You can put all the caveats you like on this, but there is a danger that crap code will poison the well as it becomes the training data for the updated LLM.
Isaac Asimov once wrote a short story about how automation that was largely opaque to the user/manager was subtly producing incorrect answers and thereby undermining the global economy. (I cannot recall if it was deliberately done by robots or not.)
Bad actors are "why we can't have nice things". LLMs can be helpful both to good and bad actors. As we see from the flood of mis- and disinformation by bad actors, there is no reason not to suspect that the same won't apply to code as complexity increases and we rely on libraries designed to be malware. Even birds making airplanes might have to deal with saboteurs using more subtle means than blowing up production lines.
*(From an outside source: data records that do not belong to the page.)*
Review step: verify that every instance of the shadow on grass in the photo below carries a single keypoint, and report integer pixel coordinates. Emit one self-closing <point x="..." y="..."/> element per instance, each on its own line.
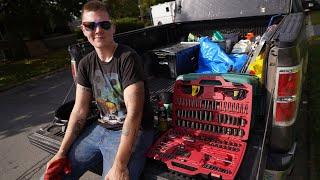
<point x="26" y="107"/>
<point x="16" y="72"/>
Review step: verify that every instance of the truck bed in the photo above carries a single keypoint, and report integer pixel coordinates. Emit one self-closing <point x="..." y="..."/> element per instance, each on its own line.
<point x="143" y="40"/>
<point x="49" y="139"/>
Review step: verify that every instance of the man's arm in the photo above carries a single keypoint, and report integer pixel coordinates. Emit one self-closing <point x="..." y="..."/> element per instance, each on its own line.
<point x="76" y="121"/>
<point x="134" y="100"/>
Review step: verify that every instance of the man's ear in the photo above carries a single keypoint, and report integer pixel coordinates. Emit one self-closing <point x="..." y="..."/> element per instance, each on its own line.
<point x="113" y="28"/>
<point x="82" y="28"/>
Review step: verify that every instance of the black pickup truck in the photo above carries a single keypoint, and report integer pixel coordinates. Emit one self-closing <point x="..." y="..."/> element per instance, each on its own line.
<point x="271" y="147"/>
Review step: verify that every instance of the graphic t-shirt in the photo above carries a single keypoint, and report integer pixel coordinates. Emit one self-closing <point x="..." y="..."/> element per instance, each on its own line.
<point x="107" y="80"/>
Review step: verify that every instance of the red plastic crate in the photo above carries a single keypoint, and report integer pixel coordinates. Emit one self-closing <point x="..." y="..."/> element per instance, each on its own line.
<point x="211" y="122"/>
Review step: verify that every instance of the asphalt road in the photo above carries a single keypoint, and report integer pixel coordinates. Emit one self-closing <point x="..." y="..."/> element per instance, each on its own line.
<point x="25" y="109"/>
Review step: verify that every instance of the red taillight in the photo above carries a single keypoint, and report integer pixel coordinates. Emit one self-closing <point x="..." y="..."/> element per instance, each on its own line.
<point x="287" y="95"/>
<point x="288" y="84"/>
<point x="74" y="69"/>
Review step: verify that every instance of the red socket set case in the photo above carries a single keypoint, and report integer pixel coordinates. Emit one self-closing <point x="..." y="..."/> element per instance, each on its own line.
<point x="211" y="123"/>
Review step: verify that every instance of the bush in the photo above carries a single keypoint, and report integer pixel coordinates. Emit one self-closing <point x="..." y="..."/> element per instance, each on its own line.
<point x="128" y="24"/>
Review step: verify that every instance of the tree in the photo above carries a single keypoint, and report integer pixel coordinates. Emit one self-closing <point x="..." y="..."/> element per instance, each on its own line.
<point x="31" y="18"/>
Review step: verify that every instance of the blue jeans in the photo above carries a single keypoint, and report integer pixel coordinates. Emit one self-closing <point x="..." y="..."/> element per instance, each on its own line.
<point x="98" y="144"/>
This is so beautifully written, Sam! This is clearly the most complex tech-dialogue of our times and you've done great justice to it by saying, "it depends", because it quite evidently does.
I've never put much thought behind the "greying of hair" as we grow older, but after reading this, It struck me that it mirrors how as we grow older, we see grey more than we see black and white. This is super grey and I hope people don't give in to the temptations of declaring it black/white.
Loved the parallel you drew with the birds, the plane and the steering.